Sometimes change is inevitable. Last year, Quanex Corp., a manufacturer of value-added engineered materials and components, knew changes would need to be made if its two core businesses continued to struggle amid slowdowns in North American car production and the U.S. housing sector. Ever since, the 2007 IW 50 Best Manufacturer has been involved in what it called a "strategic review" of its options, exploring alternatives for its building products group, and evaluating the possibility of separating the company's main businesses. Six months later, the company was ready to provide some answers.
On Nov. 19, the Houston-based manufacturer revealed plans for its building products business to be spun off to shareholders as a stand-alone company. The new entity, called Quanex Building Products, will be led by current Quanex chairman and CEO Raymond Jean, who will assume the same positions at the new company, along with Quanex's current senior leadership team. Once that is completed, Quanex has agreed to sell off its vehicular products business to Brazilian steelmaker Gerdau SA for $1.7 billion.

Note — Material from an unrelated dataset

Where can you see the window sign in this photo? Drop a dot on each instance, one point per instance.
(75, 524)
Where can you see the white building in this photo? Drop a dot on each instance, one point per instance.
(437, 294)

"Our vehicular products and building products businesses have different capital costs, processes, products and end markets, and we have concluded that these businesses will be better positioned for success as separate companies," said Jean in a Nov. 19 statement. "Gerdau will provide an excellent home for Quanex's vehicular products business as it continues to grow its steel presence in North America."
A couple weeks after the announcement, Quanex reported a 6% rise in fourth quarter net profits due in part to improving demand in the North American transportation market. It posted a net income of $41.6 million, compared with $39.2 million a year earlier, with net sales rising 5.7%. Vehicular products sales were up 14%, while sales in the building products business fell 6%. For 2008, Quanex said its Macsteel vehicular products unit expects shipped tons to be up slightly from 2007, with operating income of $140 million to $150 million. Net sales at its building products unit were expected to be down 5% compared with 2007 due to declines in new home construction.
In the midst of the monumental change for the company's infrastructure, Quanex's Nichols Aluminum plant in Davenport, Iowa, was recently honored with a "Return on Environment Award," which General Electric Water & Process Technologies presents to customers that successfully demonstrate striking a balance between environmental challenges and industrial demands of a global economy.
At A Glance
Primary Industry: Primary Metals
Number of Employees: 4,200
2006 In Review
Revenue: $2.03 billion
Profit Margin: 7.88%
Sales Turnover: 1.69
Inventory Turnover: 11.73
Revenue Growth: 3.23%
Return On Assets: 14.56%
Return On Equity: 24.39
"The [Nichols Aluminum Davenport] team, through collaborative efforts with GE, was able to save millions of gallons of water and $60,000 in wastewater treatment costs during the year," said Tom Brackmann, president of Nichols Aluminum, which consists of two plants in Davenport, one in Lincolnshire, Ill., and another in Decatur, Ala. "Only about 1% of GE customers qualify for the award, which speaks volumes for the environmental advances our business has made."
On Wall Street, news of the sale and the spinoff were fairly well received, driving shares of Quanex up more than 25% the day after the announcement. Quanex has traded steadily above $50 per share ever since, seemingly breaking a downward trend that began in July 2007, when shares were knocked off a 52-week high and dragged down more than 30% in a matter of four months.